Objection N°2. Toute doctrine provenant de Dieu nouvellement est démontrée par quelques prodiges. Ainsi le Seigneur donna à Moïse le pouvoir de faire des miracles (Ex., chap. 4), et saint Paul dit (Héb., 2, 3) : Notre foi ayant été tout d’abord annoncée par le Seigneur lui-même, a été ensuite confirmée en nous par ceux qui l’ont entendue, Dieu appuyant leur témoignage par des miracles et des prodiges. Or, il est dit de Jean Baptiste (Jean, 10, 41) : Qu’il n’a fait aucun miracle. Il semble donc que le baptême dont il a baptisé n’était pas de Dieu.

Réponse à l’objection N°2 : La doctrine et les actions de Jean avaient pour but le Christ qui a prouvé par la multitude de ses miracles la doctrine de Jean et la sienne. Si Jean eût fait des miracles, les hommes auraient fait également attention à lui et au Christ. C’est pourquoi, pour qu’ils fissent principalement attention au Christ, il n’a pas été donné à Jean de faire des prodiges. Cependant les Juifs lui ayant demandé pourquoi il baptisait, il s’appuya sur l’autorité de l’Ecriture en leur disant : Je suis la voix de celui qui crie dans le désert (Jean, 1, 23). L’austérité de sa vie était aussi une recommandation pour ministère, parce que, comme le dit saint Chrysostome (Sup. Matth., hom. 10), il était admirable de voir dans un corps humain une aussi grande pénitence.

 

Objection N°3. Les sacrements que Dieu a établis sont ordonnés dans quelque endroit de l’Ecriture. Or, nulle part dans la sainte Ecriture le baptême de Jean n’est commandé. Il semble donc qu’il n’ait pas été de Dieu.

Réponse à l’objection N°3 : Le baptême de Jean n’a été ordonné par Dieu que pour durer un temps court, à cause des raisons que nous avons données. C’est pourquoi il n’a pas été recommandé par un précepte général renfermé dans l’Ecriture, mais par une révélation particulière de l’Esprit-Saint, comme nous l’avons dit (art. préc.).

 

Mais c’est le contraire.
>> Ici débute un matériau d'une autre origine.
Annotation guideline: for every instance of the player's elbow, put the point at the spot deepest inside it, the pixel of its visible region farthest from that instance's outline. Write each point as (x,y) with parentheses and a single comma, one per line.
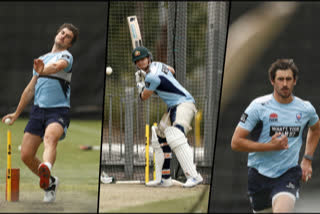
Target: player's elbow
(235,146)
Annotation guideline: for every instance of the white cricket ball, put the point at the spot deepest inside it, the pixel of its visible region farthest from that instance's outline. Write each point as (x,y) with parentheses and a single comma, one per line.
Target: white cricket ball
(109,70)
(7,121)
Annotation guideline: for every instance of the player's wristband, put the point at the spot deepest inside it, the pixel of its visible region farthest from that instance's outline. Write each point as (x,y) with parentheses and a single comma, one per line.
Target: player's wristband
(308,157)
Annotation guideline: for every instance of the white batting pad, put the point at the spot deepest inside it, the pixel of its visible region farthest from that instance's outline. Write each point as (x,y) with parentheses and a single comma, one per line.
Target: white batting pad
(179,144)
(158,154)
(184,115)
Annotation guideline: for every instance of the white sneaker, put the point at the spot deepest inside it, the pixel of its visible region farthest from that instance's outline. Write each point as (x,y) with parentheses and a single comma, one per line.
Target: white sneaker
(191,182)
(161,183)
(50,193)
(153,183)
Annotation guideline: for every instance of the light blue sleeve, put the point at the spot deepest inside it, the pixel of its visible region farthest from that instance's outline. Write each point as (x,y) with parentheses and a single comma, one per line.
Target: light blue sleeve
(152,82)
(250,117)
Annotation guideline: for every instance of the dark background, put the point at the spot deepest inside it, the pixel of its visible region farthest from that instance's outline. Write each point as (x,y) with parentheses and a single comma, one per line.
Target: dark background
(27,32)
(300,41)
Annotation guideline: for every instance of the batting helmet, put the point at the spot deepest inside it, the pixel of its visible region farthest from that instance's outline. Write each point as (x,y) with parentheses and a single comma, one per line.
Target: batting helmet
(140,53)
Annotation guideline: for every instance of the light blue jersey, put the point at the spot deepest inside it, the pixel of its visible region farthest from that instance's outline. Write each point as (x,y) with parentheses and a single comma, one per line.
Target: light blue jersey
(162,81)
(49,92)
(289,119)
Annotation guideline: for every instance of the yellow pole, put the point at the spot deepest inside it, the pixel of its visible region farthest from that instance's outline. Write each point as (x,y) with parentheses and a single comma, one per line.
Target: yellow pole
(8,165)
(197,128)
(154,160)
(147,154)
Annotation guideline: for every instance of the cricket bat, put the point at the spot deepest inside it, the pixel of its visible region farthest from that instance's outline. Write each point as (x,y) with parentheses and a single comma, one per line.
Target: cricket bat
(134,31)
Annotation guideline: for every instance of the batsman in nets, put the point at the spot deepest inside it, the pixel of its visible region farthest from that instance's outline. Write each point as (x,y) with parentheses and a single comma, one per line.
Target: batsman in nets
(170,134)
(49,116)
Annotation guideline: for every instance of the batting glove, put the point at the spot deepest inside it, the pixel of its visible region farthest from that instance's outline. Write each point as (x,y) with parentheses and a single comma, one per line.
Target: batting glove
(140,75)
(140,86)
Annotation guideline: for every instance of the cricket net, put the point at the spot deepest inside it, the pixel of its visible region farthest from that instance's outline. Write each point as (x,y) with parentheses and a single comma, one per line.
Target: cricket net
(190,37)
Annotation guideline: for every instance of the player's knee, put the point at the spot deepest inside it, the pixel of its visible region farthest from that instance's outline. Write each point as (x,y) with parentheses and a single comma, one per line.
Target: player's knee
(25,156)
(175,137)
(50,140)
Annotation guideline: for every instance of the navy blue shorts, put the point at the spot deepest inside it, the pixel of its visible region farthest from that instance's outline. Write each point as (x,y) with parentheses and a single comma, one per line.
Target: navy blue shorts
(40,118)
(261,189)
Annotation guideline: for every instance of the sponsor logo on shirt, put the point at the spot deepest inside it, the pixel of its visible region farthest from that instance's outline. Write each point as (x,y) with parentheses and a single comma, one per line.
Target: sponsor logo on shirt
(66,56)
(243,117)
(289,131)
(298,117)
(273,117)
(290,186)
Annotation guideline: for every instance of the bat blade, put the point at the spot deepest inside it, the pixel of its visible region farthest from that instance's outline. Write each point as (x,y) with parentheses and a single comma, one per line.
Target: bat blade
(134,31)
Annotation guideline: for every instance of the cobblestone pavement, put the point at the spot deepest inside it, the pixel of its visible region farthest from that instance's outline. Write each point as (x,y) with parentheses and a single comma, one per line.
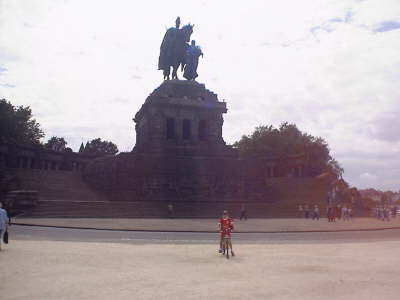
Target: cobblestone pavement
(210,225)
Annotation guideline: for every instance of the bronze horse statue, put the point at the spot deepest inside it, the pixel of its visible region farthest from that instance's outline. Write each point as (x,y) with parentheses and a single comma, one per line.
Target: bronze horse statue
(173,49)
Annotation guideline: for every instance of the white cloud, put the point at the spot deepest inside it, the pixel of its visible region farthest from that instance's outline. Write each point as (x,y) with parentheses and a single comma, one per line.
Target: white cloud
(85,68)
(368,176)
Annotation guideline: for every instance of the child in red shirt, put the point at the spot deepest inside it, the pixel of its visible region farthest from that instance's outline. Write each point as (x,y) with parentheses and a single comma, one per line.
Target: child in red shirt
(225,228)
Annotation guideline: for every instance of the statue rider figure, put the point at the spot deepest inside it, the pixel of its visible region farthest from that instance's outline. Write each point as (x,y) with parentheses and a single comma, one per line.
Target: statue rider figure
(192,61)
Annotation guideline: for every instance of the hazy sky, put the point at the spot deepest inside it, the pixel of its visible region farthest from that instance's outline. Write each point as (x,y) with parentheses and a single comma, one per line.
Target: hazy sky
(331,67)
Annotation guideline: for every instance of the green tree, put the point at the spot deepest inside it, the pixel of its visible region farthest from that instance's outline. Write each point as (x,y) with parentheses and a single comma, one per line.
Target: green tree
(56,143)
(334,168)
(99,147)
(283,141)
(17,126)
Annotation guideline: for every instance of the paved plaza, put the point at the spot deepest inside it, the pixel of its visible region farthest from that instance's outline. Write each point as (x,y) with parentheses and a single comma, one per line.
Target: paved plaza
(46,263)
(82,270)
(210,225)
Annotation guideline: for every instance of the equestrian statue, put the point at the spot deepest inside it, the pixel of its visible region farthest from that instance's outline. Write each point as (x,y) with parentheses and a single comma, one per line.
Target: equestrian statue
(175,51)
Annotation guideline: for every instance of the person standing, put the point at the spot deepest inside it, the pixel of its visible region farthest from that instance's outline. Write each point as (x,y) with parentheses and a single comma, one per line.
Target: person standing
(300,209)
(306,211)
(243,212)
(316,213)
(170,210)
(4,220)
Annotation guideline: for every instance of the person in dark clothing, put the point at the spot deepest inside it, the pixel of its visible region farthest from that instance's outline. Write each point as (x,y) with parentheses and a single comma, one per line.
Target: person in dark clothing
(243,212)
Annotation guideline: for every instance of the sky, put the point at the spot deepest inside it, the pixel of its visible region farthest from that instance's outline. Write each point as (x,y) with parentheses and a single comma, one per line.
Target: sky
(331,67)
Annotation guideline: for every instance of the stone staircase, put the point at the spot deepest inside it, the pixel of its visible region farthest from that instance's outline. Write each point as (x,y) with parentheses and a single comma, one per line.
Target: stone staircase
(65,194)
(58,185)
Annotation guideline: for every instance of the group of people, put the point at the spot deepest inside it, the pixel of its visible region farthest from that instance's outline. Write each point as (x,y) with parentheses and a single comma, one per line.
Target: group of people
(308,213)
(384,212)
(344,212)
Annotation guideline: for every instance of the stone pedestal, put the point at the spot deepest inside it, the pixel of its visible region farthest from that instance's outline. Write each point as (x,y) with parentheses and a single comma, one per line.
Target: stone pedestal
(180,116)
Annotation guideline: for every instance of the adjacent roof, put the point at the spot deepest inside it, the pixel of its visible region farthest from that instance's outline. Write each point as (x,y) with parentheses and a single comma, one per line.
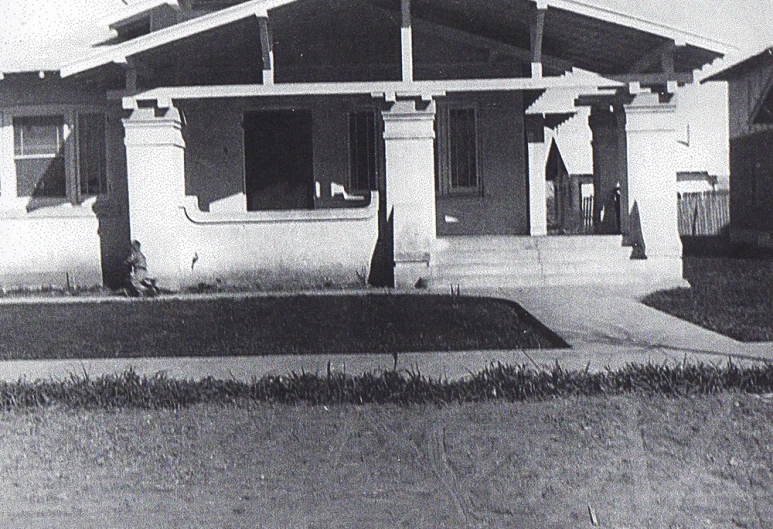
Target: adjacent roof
(765,57)
(136,11)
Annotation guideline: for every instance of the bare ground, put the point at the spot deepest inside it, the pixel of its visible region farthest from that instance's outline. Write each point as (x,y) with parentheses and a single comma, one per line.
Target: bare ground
(625,462)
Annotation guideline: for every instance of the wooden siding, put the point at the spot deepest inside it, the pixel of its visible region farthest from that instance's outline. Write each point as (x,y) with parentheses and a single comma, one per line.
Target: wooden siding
(745,94)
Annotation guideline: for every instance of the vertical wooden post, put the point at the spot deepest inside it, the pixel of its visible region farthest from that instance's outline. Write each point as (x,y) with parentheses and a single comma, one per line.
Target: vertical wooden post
(406,36)
(537,31)
(267,52)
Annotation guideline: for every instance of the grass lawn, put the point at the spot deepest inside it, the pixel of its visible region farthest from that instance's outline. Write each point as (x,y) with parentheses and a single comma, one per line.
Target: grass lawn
(347,324)
(633,461)
(732,296)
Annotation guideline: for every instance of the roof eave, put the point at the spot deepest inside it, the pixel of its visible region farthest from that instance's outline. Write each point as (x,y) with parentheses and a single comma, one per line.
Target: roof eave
(120,52)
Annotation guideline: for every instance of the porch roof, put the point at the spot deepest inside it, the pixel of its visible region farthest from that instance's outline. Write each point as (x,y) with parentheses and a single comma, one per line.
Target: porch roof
(615,45)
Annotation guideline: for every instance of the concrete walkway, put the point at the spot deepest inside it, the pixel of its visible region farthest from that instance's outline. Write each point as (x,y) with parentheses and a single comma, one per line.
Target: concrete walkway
(605,328)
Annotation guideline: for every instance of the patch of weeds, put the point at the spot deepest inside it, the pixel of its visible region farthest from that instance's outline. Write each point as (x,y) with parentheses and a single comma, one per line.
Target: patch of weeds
(402,387)
(731,296)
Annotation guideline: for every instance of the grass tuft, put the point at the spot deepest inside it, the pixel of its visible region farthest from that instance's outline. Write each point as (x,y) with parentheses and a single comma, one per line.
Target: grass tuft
(402,387)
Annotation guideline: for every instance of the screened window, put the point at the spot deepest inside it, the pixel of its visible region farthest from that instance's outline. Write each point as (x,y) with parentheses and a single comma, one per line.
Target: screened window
(362,151)
(46,168)
(457,152)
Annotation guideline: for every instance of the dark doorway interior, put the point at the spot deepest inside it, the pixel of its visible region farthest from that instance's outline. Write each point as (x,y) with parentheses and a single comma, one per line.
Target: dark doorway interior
(278,160)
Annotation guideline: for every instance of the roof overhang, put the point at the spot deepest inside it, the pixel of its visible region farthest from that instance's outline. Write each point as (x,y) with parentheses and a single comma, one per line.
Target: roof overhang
(697,50)
(119,53)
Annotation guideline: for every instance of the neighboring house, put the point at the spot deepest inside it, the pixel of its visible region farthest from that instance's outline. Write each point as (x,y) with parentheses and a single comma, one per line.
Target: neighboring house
(750,107)
(274,138)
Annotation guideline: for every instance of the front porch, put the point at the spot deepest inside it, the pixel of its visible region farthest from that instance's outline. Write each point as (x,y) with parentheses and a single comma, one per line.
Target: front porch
(522,261)
(287,150)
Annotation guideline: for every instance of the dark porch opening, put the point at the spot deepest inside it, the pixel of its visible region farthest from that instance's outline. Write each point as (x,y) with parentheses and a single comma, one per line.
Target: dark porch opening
(278,160)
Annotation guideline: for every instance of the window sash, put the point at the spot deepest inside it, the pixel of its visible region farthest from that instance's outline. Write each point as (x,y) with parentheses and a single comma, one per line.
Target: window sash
(457,152)
(47,168)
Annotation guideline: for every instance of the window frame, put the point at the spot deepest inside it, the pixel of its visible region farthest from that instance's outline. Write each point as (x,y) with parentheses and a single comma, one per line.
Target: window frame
(443,151)
(378,150)
(70,115)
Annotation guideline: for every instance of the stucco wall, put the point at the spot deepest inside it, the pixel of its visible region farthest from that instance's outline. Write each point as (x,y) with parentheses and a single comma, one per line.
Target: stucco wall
(40,249)
(503,207)
(278,248)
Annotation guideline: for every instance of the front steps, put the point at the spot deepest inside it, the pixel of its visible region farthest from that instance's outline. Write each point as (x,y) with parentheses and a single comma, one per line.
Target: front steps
(504,261)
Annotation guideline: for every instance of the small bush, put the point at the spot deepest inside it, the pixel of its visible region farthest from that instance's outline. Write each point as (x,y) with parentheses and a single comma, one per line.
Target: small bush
(402,387)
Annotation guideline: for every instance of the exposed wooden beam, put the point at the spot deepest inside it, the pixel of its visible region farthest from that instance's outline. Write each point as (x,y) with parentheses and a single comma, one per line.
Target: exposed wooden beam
(502,48)
(406,38)
(423,89)
(655,56)
(267,51)
(537,32)
(649,79)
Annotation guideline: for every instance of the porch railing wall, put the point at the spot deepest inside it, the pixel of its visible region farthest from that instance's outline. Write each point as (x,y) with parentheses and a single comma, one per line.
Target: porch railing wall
(703,214)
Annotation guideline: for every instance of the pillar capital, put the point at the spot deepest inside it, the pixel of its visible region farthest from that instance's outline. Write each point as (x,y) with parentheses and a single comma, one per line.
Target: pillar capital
(535,128)
(152,127)
(409,119)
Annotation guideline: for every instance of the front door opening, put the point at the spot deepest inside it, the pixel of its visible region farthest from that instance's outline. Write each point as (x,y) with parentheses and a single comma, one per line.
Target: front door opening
(278,160)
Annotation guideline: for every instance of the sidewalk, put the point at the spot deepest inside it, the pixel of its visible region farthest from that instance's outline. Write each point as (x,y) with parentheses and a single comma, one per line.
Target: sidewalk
(605,328)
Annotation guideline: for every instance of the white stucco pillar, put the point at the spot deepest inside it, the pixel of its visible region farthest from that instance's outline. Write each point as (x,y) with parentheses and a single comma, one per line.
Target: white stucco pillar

Jean dit lui-même (Jean, 1, 33) : Celui qui m’a envoyé baptiser dans l’eau m’a dit : Celui sur qui vous verrez l’Esprit-Saint, etc.

 

Conclusion Le baptême de Jean a été de Dieu quant au rit, mais non quant à l’effet, puisqu’il ne produisait rien qui fût au-dessus des forces humaines.

Il faut répondre que dans le baptême de Jean on peut considérer deux choses, le rit du baptême et son effet. Le rit du baptême n’est pas venu des hommes, mais de Dieu qui a envoyé Jean pour baptiser d’après l’inspiration particulière de l’Esprit-Saint. Mais l’effet de ce baptême était de l’homme ; parce que ce baptême ne produisait rien que l’homme ne put faire (Parce que ce baptême ne produisait pas d’effet spirituel, comme le dit saint Thomas dans l’article suivant.). Par conséquent il n’a été de Dieu qu’autant que Dieu opère dans l’homme.

 

Article 3 : Le baptême de Jean conférait-il la grâce ?

 

Objection N°1. Il semble que le baptême de Jean conférait la grâce. Car il est dit (Marc, 1, 4) : Jean était dans le désert baptisant et prêchant le baptême de la pénitence pour la rémission des péchés. Or, la pénitence et la rémission des péchés sont produites par la grâce. Le baptême de Jean la conférait donc.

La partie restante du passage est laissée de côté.